Typically we want \(k\) directions in our subspace \(W\). So now, after we’ve picked one direction, then we have to pick a direction that’s orthogonal to the best direction. So we are repeating the process of finding a direction that maximizes variance, with the constraint that the direction must be orthogonal to your already picked directions. But good news: it turns out that with constraint of orthogonality to \(v_d\), \(v_{d-1}\) is the next optimal direction. Then, \(v_{d-2}\). And so on. As we know.

Yet another way to think about PCA is finding \(w\) that minimizes the mean squared projection distance. It is very similar to least-squares linear regression, with one important difference: instead of measuring the error in a fixed vertical direction, we’re measuring the error in a direction orthogonal to the principal component direction we choose.
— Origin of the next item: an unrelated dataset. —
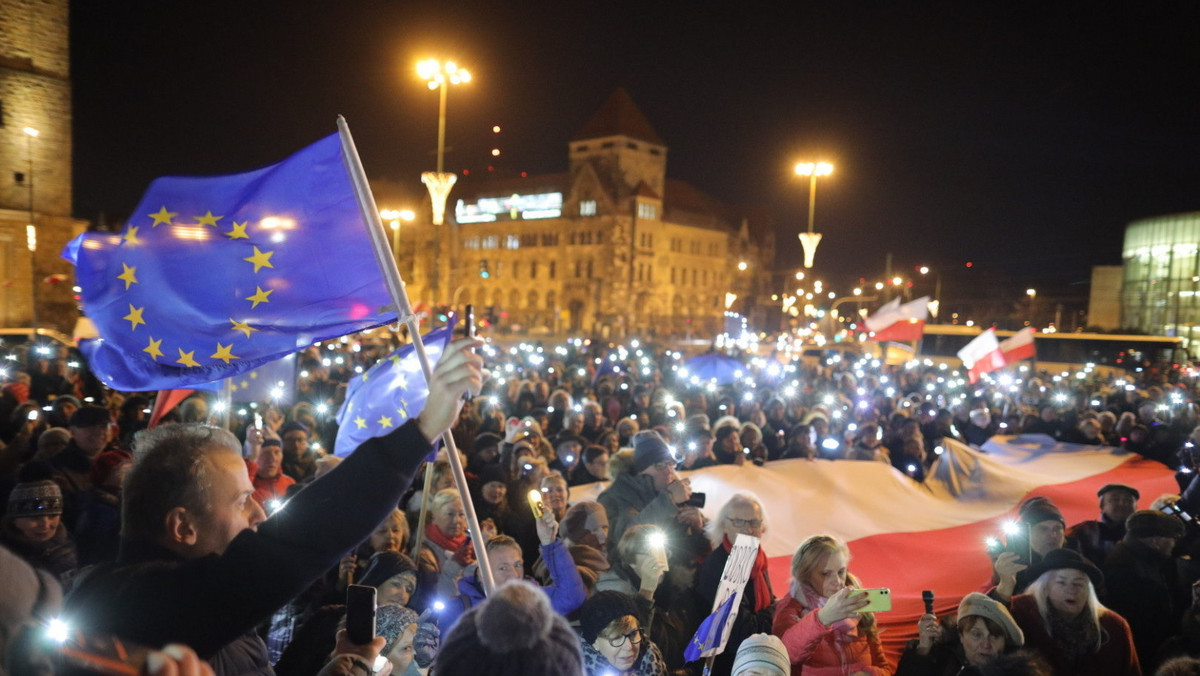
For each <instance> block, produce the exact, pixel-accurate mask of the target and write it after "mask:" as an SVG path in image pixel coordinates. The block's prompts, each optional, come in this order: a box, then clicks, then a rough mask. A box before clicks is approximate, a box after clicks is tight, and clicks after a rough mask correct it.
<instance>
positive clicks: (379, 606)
mask: <svg viewBox="0 0 1200 676" xmlns="http://www.w3.org/2000/svg"><path fill="white" fill-rule="evenodd" d="M409 624H416V611H415V610H413V609H412V608H408V606H407V605H380V606H378V608H376V636H383V638H384V639H385V640H386V641H388V642H386V644H385V645H384V646H383V651H382V652H380V653H379V654H388V653H389V652H391V648H392V646H395V645H396V640H397V639H400V635H401V634H403V633H404V629H406V628H407V627H408V626H409Z"/></svg>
Sp for each point, error is now measured by the distance from the point to the closest point on the line. Note this visually, with LSLR on the left and PCA on the right:

../../_images/PCAvsLSLR.png

In both methods, though, we are still minimizing the sum of the squares of the projection distances for each point. This is equivalent to maximizing variance.